Our local barber wants to retire at 65 and have $1,000,000 in his retirement fund. He also wants to withdraw perpetual annuity payments, when he retires, for the rest of his life. He initially deposits $25,000 at the age of 35 and $7,500 thereafter at the beginning of each year for the next 30 years.
What would the annual perpetual annuity payments of our barber be at his retirement age of 65? Thank you for any help.
The main concern we have in solving this problem is to find the interest rate. But, since you have 4 out of 5 variable, that is: FV=$1,000,000, PV=$25,000, Periodic Payments=$7,500 each, and N=30 Number of periods, then its relatively simple to find the interest rate using iteration. We could try a rate that will equate the FV of $25,000 Plus the FV of the stream of payments to =$1,000,000.

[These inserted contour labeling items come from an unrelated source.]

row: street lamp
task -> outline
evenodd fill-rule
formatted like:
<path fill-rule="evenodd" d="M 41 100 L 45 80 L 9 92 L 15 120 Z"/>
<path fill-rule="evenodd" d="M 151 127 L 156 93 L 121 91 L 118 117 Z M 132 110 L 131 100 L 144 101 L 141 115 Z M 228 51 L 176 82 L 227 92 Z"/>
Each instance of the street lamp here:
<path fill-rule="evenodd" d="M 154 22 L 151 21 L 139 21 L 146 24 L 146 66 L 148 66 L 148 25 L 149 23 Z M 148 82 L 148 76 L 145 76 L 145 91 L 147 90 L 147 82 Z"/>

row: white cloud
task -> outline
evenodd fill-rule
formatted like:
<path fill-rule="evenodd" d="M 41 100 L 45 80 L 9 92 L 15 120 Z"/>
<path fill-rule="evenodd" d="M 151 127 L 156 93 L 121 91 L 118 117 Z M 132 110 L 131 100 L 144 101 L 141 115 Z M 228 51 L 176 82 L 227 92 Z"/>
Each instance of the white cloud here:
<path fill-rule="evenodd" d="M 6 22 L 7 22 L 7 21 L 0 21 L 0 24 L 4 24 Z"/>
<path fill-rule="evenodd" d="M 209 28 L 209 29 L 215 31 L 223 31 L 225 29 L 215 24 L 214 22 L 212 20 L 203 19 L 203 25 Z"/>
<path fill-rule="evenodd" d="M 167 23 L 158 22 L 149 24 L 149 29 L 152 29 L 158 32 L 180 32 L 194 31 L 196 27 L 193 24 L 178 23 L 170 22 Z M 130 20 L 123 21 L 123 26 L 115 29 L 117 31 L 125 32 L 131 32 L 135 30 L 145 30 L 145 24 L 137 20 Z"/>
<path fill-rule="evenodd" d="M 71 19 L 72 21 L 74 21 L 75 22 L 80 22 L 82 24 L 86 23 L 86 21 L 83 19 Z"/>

But modern computers and calculators can find such rate almost instantaneously once we enter all the variable we have accurately. For that purpose, I shall use this fine online calculator to do that:
We simply enter $1,000,000 under FV, $25,000 as (-) under PV, $7,500 also as (-) under PMT and 30 under NP. The two negative ones are "Payments made or owed". Then we simply press "IR", or Interest rate and it instantly gives us the Interest Rate we are after. Keep in mind that we have to use the "beginning" instead of the "End" of the periods since they are made at the beginning of the year.
Once we enter them and press "IR", it instantly gives us a rate of:7.254922%
And now it becomes a simple matter of finding his "Perpetual Payment", by simply multiplying this by his $1,000,000 as follows: $1,000,000 x $7.254922% =$72,549.22 - his annual perpetual payment.
P.S. Learn to use the above online calculator to solve virtually all the TVM problems that you may have.